Peneliti Desk Ekonomi Digital Institute for Development of Economics and Finance (Indef), Nailul Huda, menyampaikan, P2P lending dapat menjadi alternatif bagi masyarakat untuk mulai beralih dari rentenir sesuai dengan profil risikonya. Apabila memiliki profil risiko rendah, bunga yang didapat pun juga murah, begitu juga sebaliknya.
”Harapannya, P2P lending bisa menjadi alternatif pembiayaan. Kemudian, P2P lending juga bisa meningkatkan pengetahuan finansial nasabah, terlebih untuk kredit,” katanya saat dihubungi dari Jakarta, Sabtu (6/5/2023).
Adanya kelompok underbanked dan underserve berkaitan infrastruktur perbankan yang masih terbatas. Menurut Nailul, infrastruktur ini bukan hanya secara fisik, melainkan sistem perbankan yang masih terbilang eksklusif.
Kelompok underbanked adalah masyarakat yang masih menerapkan transaksi secara tunai dan belum memiliki rekening. Sementara kelompok underserved merupakan masyarakat yang belum tersentuh produk dan layanan jasa keuangan lantaran tidak ada produk atau jasa yang sesuai dengan kemampuannya.
Hal itu tampak pada layanan kredit perbankan masih terasa eksklusif berupa syarat dan prosesnya yang tidak sesuai dengan kondisi masyarakat kelas bawah. Padahal, layanan tersebut dibutuhkan masyarakat sehingga mereka memilih untuk pergi ke rentenir.
Selain itu, rendahnya pengetahuan masyarakat mengenai layanan keuangan yang terbatas membuat mereka terjerat investasi ilegal. Pengetahuan finansial masyarakat di Indonesia masih lebih rendah dibandingkan dengan negara tetangga dan negara-negara anggota Organisasi Kerja Sama dan Pembangunan Ekonomi (OECD).
Hasil Survei Nasional Literasi dan Inklusi Keuangan (SNLIK) yang dikeluarkan oleh OJK akhir tahun 2022 menunjukkan, indeks inklusi keuangan masyarakat Indonesia mencapai 85,1 persen, atau meningkat sebesar 76,19 persen dibandingkan dengan tahun 2019. Sementara indeks literasi keuangan masyarakat mencapai 49,68 persen atau naik sebesar 38,03 persen dibandingkan tahun 2019.

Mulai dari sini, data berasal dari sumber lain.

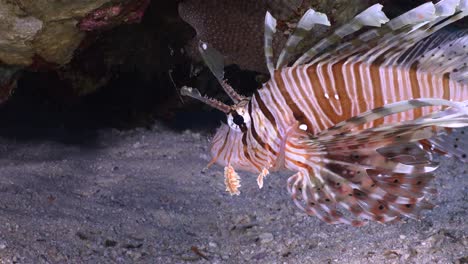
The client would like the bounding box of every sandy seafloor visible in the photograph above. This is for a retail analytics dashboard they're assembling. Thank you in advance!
[0,122,466,264]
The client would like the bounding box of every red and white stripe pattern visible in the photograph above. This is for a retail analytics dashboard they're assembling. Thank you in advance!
[185,1,468,226]
[263,53,468,135]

P2P ’lending’ ini kuncinya ada di ekosistem dan juga dari mereka yang sudah bekerja sama dengan pihak lain, seperti ’e-commerce’ dengan sumber dana dari bank. Melalui ekosistem, seperti ’e-commerce’, profil risiko bisa terlihat dari ’history’ transaksi, bagaimana profitnya penjual atau bagaimana seseorang membayar belanjaannya.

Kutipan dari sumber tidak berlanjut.